Новая экономическая политика, благотворное воздействие которой сказалось к 1924 г., способствовала быстрому росту населения. С учетом миграции общий прирост населения юга России за 1920-1926 гг. выше общесоюзного: он составлял 14,08 против 9,56 % [17; 18, с. 8-11].

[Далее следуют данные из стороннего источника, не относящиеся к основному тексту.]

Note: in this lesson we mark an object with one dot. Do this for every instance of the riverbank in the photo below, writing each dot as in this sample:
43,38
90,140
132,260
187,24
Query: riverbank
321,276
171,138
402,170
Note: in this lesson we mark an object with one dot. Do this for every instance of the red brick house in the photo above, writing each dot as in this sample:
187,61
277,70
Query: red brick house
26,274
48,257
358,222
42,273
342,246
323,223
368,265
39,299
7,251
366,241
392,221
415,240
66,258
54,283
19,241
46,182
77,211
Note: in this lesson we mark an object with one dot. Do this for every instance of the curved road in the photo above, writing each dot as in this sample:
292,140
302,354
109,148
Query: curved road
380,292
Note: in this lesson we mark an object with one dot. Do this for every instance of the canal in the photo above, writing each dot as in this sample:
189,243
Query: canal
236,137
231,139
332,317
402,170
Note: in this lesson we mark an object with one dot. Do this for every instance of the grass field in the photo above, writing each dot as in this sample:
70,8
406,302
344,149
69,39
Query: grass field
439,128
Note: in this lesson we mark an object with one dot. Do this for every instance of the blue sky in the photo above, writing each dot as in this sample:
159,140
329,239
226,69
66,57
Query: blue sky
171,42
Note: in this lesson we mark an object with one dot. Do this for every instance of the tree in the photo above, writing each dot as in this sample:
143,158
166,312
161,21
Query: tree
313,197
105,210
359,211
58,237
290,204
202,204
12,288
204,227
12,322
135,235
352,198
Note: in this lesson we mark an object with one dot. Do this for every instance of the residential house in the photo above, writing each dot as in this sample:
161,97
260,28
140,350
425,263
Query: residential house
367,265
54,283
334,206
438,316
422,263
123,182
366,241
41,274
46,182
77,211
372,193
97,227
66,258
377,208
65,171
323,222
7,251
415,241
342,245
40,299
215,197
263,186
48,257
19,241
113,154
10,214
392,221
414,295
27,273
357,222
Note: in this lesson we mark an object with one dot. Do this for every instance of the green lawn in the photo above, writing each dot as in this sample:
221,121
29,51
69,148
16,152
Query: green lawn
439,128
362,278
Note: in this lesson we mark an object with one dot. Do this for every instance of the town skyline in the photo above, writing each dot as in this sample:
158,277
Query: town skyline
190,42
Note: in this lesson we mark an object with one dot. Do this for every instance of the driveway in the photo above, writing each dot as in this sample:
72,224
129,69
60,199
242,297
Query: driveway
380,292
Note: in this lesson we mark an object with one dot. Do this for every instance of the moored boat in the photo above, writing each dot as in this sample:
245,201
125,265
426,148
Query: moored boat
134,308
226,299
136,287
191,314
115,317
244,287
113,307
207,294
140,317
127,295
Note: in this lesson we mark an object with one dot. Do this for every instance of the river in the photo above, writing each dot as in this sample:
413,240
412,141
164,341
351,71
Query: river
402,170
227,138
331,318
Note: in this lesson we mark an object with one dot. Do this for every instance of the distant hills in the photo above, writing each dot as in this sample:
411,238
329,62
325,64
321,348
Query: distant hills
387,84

Значительное влияние на миграционные потоки оказывала урбанизация. 1 января 1914 г. горожане составляли 18 % населения страны и 11 % на юге России. За время мировой и гражданской войн шел массовый отток горожан Центральной России в зернопроизводящие сельские местности, где легче было выжить. Напротив, городское население юга резко возросло за счет беженцев - эвакуированных рабочих, военнослужащих, интеллигенции, маргиналов. В 1920 г. уровень урбанизации страны снизился до 15,6 %, а края - возрос до 17,4 % (без учета ряда местностей Донбасса и Таганрогского округа, переданных Украине) [19; 20, с. 10-17]. Столь стремительные перемены были недолговечными и вызывались кризисом, разрывом традиционных взаимосвязей в обществе. Завершение Гражданской войны повлекло за собой спад численности горожан. Напротив, новая волна урбанизации, отмеченная в 1926 г., вызвана потребностями рыночного хозяйства и условиями свободного передвижения. Перепись зафиксировала 17,9 % городского населения в СССР и 19,8 % - на Северном Кавказе (включая жителей поселков). Наибольшая концентрация горожан наблюдалась в Донском (39,8 % населения), Черноморском (38,6 %) и Таганрогском (32,2 %) округах. Меньше всего горожан по удельному весу - в населении автономий (2 %), Сунженского (0), Сальского (1,5 %) и Донецкого (4 %) округов [21]. Сохранялась крайняя неравномерность урбанизации местностей. За 1920-е гг. лишь восстановился довоенный удельный вес горожан, территориальное распределение населения не изменилось.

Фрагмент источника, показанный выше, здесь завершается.